2. A novel method for denitration of flue gas by cooperation of anode and cathode electro-catalysis is characterized in that anode and cathode electrodes are arranged in a reactor, a lead oxide electrode is used as an anode, a metal Pd coating is used as a cathode, and the electrode distance is 5 cm; 0.07M NaCl is adopted as electrolyte, and the initial pH value is adjusted to 7; enabling the flue gas to be denitrated to pass through a diaphragm type microporous aerator at the flow rate of 1.2L/min, enabling the flue gas to enter a solution from the bottom of the reactor, enabling an electrolyte to form spray from a spraying device at the top through a lifting pump, and bringing part of gas overflowing from the solution back to the solution again; the strong oxidizing hydroxyl free radical and active chlorine generated by anodic oxidation oxidize NO in the flue gas into high-valence NOx which is easily dissolved in water, the NOx absorbed by a water phase is converted into nitrite and nitrate, meanwhile, the dissolved nitrate nitrogen can be converted into nitrogen or ammonium on a cathode through catalytic reduction, and the generated ammonium can be finally oxidized into nitrogen by hypochlorous acid generated by anodic electrolysis so as to finish electrocatalysis denitration reaction;

the working current density in the electrocatalytic denitration reaction is 25mA/cm²(ii) a The input voltage waveform is direct current or pulse.
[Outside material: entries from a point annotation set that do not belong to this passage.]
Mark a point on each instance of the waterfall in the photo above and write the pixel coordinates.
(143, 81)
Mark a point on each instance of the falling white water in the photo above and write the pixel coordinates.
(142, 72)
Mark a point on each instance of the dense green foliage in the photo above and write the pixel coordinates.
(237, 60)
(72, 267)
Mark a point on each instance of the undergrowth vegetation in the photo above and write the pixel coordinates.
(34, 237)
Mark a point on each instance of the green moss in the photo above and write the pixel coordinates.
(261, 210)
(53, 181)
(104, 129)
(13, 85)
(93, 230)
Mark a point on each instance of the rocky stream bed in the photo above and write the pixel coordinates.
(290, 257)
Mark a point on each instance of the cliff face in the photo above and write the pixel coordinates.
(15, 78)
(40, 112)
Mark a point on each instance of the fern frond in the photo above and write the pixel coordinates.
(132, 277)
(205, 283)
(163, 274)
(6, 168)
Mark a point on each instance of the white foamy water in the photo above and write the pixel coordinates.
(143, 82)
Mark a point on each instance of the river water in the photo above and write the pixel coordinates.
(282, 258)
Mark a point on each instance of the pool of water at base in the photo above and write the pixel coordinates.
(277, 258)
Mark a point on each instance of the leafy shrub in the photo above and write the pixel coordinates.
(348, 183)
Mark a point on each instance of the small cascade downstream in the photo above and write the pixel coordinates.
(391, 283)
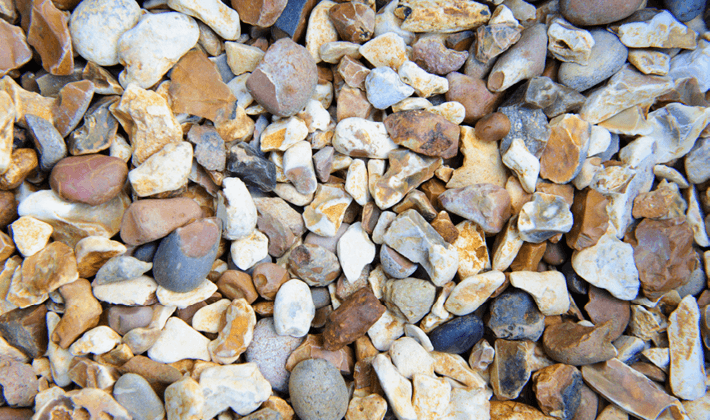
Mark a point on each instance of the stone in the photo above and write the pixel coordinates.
(473, 291)
(352, 319)
(285, 88)
(671, 238)
(97, 25)
(90, 179)
(49, 34)
(457, 335)
(603, 307)
(293, 309)
(544, 217)
(315, 265)
(26, 330)
(239, 387)
(599, 12)
(435, 135)
(513, 315)
(197, 89)
(148, 120)
(575, 344)
(687, 372)
(81, 312)
(358, 137)
(166, 170)
(398, 390)
(517, 63)
(566, 149)
(179, 341)
(609, 377)
(568, 43)
(432, 55)
(185, 257)
(150, 48)
(654, 28)
(410, 235)
(428, 15)
(510, 370)
(409, 298)
(557, 390)
(324, 215)
(18, 52)
(269, 351)
(135, 394)
(473, 94)
(355, 251)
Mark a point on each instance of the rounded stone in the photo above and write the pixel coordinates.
(514, 316)
(136, 395)
(607, 57)
(318, 391)
(184, 258)
(492, 127)
(96, 26)
(89, 179)
(597, 12)
(457, 335)
(285, 78)
(269, 351)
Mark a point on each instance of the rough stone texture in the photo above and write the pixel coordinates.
(285, 79)
(575, 344)
(663, 255)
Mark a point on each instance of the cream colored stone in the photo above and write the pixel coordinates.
(473, 291)
(179, 341)
(242, 58)
(387, 49)
(98, 340)
(425, 84)
(148, 120)
(549, 289)
(30, 235)
(222, 19)
(135, 292)
(183, 300)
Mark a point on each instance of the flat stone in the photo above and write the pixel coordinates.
(148, 120)
(151, 47)
(166, 170)
(513, 315)
(49, 35)
(575, 344)
(97, 25)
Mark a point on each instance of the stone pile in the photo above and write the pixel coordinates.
(300, 209)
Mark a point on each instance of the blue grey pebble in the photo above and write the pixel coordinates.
(685, 10)
(457, 335)
(607, 58)
(185, 257)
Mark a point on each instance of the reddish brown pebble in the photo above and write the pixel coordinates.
(492, 127)
(89, 179)
(147, 220)
(268, 278)
(235, 284)
(352, 319)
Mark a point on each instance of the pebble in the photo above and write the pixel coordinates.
(318, 391)
(135, 394)
(97, 25)
(457, 335)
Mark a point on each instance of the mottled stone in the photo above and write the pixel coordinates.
(575, 344)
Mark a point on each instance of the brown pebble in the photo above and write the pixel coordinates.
(492, 127)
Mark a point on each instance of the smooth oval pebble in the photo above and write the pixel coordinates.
(457, 335)
(89, 179)
(185, 257)
(318, 391)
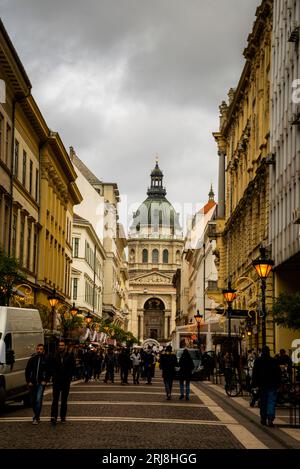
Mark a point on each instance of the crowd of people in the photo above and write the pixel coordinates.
(266, 375)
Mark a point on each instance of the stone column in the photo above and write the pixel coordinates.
(221, 186)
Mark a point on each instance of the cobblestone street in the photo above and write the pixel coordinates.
(103, 416)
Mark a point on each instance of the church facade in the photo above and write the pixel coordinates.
(155, 246)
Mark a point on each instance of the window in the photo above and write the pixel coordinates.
(34, 250)
(75, 247)
(14, 235)
(166, 256)
(1, 134)
(30, 176)
(22, 233)
(75, 288)
(7, 143)
(28, 247)
(145, 256)
(16, 161)
(24, 168)
(36, 184)
(155, 256)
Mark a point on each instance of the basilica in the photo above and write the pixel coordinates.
(155, 244)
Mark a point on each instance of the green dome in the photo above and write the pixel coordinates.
(155, 212)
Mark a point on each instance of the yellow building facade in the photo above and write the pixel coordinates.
(243, 143)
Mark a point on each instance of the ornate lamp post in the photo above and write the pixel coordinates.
(198, 317)
(53, 300)
(88, 319)
(263, 266)
(229, 296)
(74, 311)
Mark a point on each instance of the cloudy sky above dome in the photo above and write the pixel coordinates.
(124, 80)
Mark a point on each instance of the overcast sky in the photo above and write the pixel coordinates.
(124, 80)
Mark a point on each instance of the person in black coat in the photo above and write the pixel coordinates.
(125, 365)
(62, 367)
(168, 363)
(37, 376)
(266, 376)
(186, 366)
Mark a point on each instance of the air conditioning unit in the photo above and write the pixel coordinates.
(296, 216)
(294, 32)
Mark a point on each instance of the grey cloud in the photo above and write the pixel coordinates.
(124, 79)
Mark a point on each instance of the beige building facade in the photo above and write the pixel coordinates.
(243, 140)
(285, 154)
(154, 247)
(100, 208)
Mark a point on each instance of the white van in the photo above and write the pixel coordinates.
(20, 331)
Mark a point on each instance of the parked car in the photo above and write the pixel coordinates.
(20, 331)
(197, 373)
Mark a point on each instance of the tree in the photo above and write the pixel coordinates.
(286, 310)
(9, 276)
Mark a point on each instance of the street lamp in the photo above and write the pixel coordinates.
(229, 295)
(88, 319)
(198, 317)
(74, 311)
(263, 266)
(53, 300)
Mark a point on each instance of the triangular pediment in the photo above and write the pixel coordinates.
(152, 278)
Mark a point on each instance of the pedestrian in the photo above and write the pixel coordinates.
(228, 368)
(148, 360)
(110, 362)
(136, 363)
(37, 375)
(62, 368)
(88, 359)
(125, 365)
(97, 364)
(266, 376)
(186, 366)
(168, 363)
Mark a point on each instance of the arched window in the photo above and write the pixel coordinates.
(145, 256)
(166, 256)
(155, 256)
(132, 255)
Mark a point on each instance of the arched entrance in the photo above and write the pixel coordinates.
(154, 319)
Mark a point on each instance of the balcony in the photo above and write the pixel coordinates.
(294, 33)
(212, 231)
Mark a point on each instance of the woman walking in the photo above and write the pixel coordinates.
(186, 366)
(168, 362)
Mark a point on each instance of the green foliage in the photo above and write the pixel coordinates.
(286, 310)
(46, 315)
(9, 276)
(70, 325)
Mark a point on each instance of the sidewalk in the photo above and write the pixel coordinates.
(282, 431)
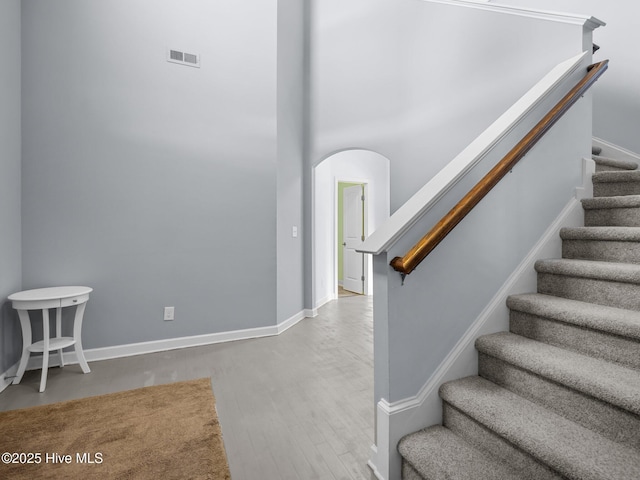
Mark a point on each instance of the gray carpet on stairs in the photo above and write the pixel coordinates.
(557, 397)
(613, 164)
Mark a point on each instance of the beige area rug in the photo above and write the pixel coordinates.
(160, 432)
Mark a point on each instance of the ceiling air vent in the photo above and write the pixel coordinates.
(183, 58)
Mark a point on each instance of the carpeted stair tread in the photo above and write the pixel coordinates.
(571, 450)
(609, 271)
(437, 453)
(615, 321)
(599, 203)
(591, 376)
(615, 163)
(615, 177)
(618, 234)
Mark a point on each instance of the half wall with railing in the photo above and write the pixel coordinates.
(502, 194)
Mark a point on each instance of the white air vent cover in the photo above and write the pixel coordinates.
(183, 58)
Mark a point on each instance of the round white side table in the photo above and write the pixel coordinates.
(44, 299)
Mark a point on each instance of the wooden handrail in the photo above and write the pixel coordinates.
(420, 250)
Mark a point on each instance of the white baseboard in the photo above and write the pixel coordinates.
(397, 419)
(128, 350)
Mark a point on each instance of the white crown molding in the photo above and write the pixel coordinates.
(561, 17)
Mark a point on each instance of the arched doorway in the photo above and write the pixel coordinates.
(351, 166)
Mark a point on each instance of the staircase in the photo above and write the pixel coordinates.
(558, 396)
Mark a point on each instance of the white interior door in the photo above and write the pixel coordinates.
(353, 233)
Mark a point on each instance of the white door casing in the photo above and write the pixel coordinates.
(353, 236)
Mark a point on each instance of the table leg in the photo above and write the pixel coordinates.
(59, 332)
(25, 324)
(77, 336)
(45, 350)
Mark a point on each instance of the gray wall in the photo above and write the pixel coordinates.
(291, 111)
(153, 183)
(616, 97)
(10, 147)
(398, 78)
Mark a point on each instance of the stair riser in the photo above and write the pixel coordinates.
(601, 292)
(609, 347)
(615, 189)
(612, 217)
(409, 473)
(611, 422)
(492, 443)
(602, 250)
(608, 168)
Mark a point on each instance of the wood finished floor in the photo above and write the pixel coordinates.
(296, 406)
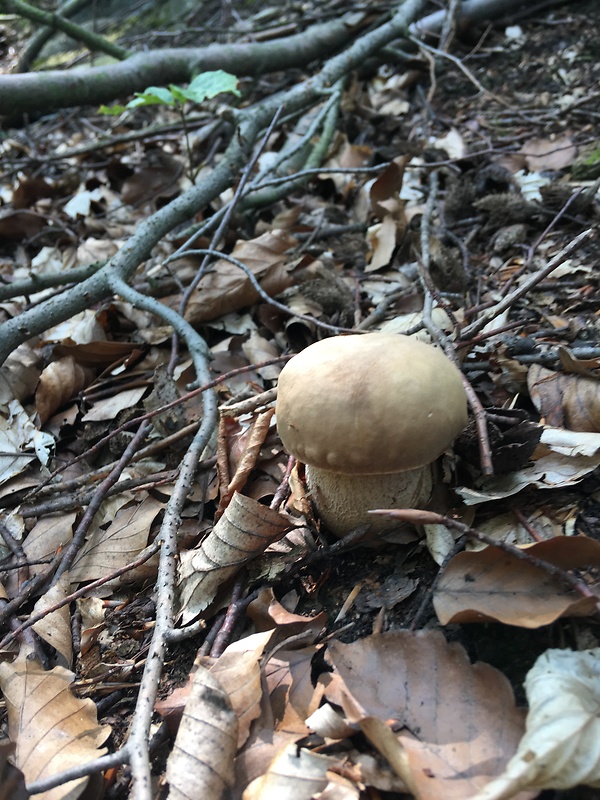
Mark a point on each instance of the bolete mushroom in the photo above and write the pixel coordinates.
(368, 415)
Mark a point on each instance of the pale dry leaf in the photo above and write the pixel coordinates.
(566, 458)
(122, 542)
(382, 238)
(59, 382)
(244, 531)
(109, 407)
(47, 536)
(294, 773)
(292, 696)
(19, 374)
(18, 435)
(465, 715)
(492, 584)
(561, 745)
(543, 154)
(53, 730)
(565, 401)
(253, 442)
(81, 328)
(201, 762)
(238, 672)
(12, 784)
(55, 627)
(226, 288)
(266, 612)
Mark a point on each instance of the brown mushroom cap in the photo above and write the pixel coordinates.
(372, 404)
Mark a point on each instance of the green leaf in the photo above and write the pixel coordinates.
(112, 111)
(152, 96)
(210, 84)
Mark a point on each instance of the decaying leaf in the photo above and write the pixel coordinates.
(59, 382)
(108, 549)
(238, 672)
(201, 763)
(226, 288)
(52, 728)
(295, 772)
(12, 784)
(55, 627)
(446, 726)
(492, 584)
(561, 746)
(244, 531)
(563, 459)
(565, 401)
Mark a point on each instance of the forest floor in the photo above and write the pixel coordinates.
(495, 147)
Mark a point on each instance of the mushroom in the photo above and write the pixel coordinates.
(368, 415)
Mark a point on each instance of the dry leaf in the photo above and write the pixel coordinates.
(47, 536)
(238, 672)
(295, 773)
(253, 442)
(55, 628)
(53, 729)
(565, 458)
(565, 401)
(59, 382)
(561, 746)
(12, 784)
(226, 288)
(19, 374)
(244, 531)
(491, 584)
(543, 154)
(122, 542)
(201, 763)
(292, 696)
(446, 726)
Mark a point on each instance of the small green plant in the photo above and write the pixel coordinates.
(203, 87)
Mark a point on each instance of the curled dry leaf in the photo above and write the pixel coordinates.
(492, 584)
(55, 627)
(226, 288)
(110, 549)
(53, 730)
(238, 672)
(201, 763)
(19, 375)
(565, 401)
(561, 745)
(12, 784)
(59, 382)
(445, 725)
(244, 531)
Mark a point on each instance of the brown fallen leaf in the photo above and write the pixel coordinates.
(109, 549)
(244, 531)
(295, 773)
(12, 784)
(541, 154)
(55, 627)
(565, 401)
(59, 382)
(52, 729)
(491, 584)
(447, 727)
(201, 763)
(226, 288)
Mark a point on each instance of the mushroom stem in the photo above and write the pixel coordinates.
(344, 500)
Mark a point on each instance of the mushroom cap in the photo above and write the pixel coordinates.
(369, 404)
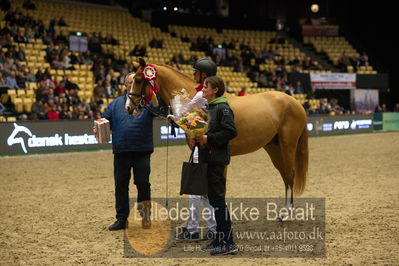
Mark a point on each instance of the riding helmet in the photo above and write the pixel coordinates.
(205, 65)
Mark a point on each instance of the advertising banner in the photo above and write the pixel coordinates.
(333, 81)
(29, 137)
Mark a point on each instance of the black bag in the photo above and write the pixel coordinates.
(194, 177)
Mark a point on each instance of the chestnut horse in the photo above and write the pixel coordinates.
(273, 120)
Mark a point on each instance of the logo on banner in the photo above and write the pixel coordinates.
(13, 140)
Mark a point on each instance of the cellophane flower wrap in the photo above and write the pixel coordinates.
(190, 114)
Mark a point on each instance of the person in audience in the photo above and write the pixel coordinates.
(242, 92)
(11, 81)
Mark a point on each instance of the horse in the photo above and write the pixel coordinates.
(271, 120)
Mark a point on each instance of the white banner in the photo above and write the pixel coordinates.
(333, 81)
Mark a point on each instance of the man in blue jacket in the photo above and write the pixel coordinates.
(132, 146)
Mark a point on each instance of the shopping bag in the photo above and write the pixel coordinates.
(194, 177)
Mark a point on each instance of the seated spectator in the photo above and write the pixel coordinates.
(108, 89)
(311, 94)
(69, 85)
(39, 74)
(11, 81)
(335, 108)
(53, 113)
(60, 90)
(56, 63)
(30, 77)
(20, 54)
(28, 4)
(288, 89)
(378, 109)
(47, 84)
(21, 80)
(3, 82)
(138, 50)
(178, 58)
(228, 88)
(5, 5)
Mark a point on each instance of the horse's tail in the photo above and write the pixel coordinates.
(301, 162)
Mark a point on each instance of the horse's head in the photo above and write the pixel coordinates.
(141, 87)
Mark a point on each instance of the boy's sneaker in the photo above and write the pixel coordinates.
(225, 249)
(118, 225)
(212, 246)
(186, 235)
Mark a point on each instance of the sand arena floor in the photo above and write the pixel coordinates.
(55, 208)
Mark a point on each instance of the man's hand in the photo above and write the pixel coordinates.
(202, 140)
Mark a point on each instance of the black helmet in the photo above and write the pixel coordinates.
(205, 65)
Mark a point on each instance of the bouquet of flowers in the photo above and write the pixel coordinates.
(189, 114)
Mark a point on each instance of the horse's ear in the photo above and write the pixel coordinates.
(142, 62)
(136, 65)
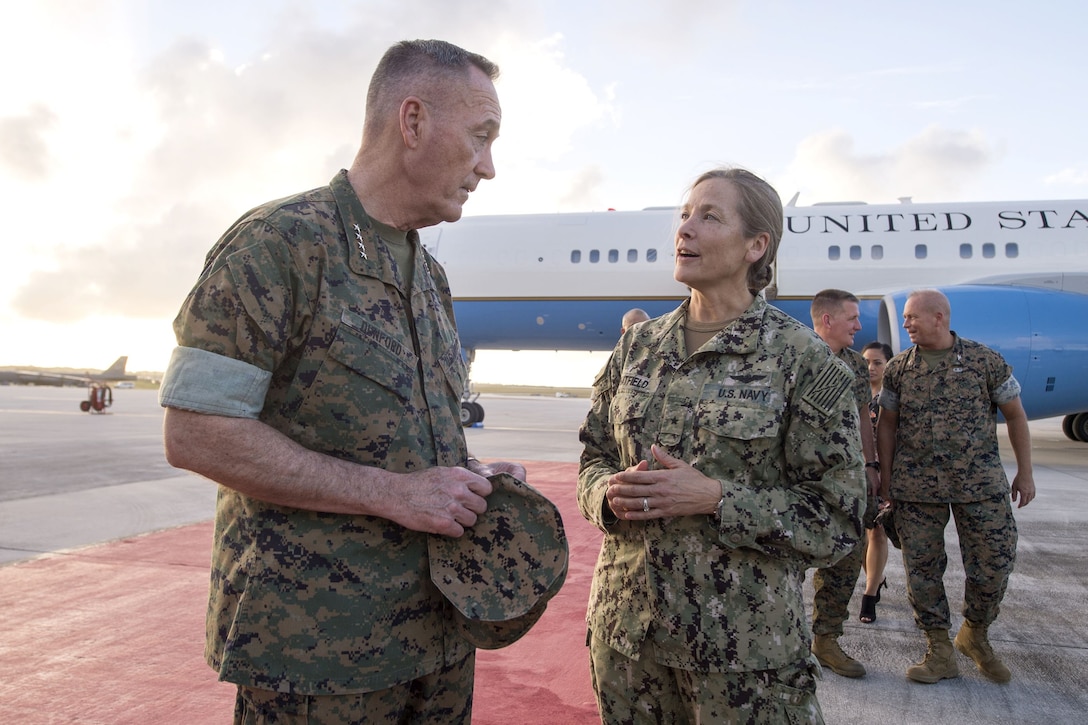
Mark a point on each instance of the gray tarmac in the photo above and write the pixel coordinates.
(71, 479)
3. A novel method for denitration of flue gas by cooperation of anode and cathode electrocatalysis is characterized in that anode and cathode are arranged in a reactor and Sb-SnO is adopted₂The electrode is an anode, the metal cobalt is a cathode, and the distance between the electrodes is 6 cm; 0.08M NaCl is adopted as electrolyte, and the initial pH value is adjusted to 7; enabling the flue gas to be denitrated to pass through a diaphragm type microporous aerator at the flow rate of 1.3L/min, enabling the flue gas to enter a solution from the bottom of the reactor, enabling an electrolyte to form spray from a spraying device at the top through a lifting pump, and bringing part of gas overflowing from the solution back to the solution again; strongly oxidizing hydroxyl radical and activity generated by anodic oxidationThe NO in the flue gas is oxidized into high-valence NOx which is easily dissolved in a water body by chlorine, the NOx absorbed by a water phase is converted into nitrite and nitrate, meanwhile, the dissolved nitrate nitrogen can be converted into nitrogen or ammonium on a cathode through catalytic reduction, and the generated ammonium can be finally oxidized into nitrogen by hypochlorous acid generated by anode electrolysis so as to finish the electrocatalytic denitration reaction;

the working current density in the electrocatalytic denitration reaction is 30mA/cm²(ii) a The input voltage waveform is direct current or pulse.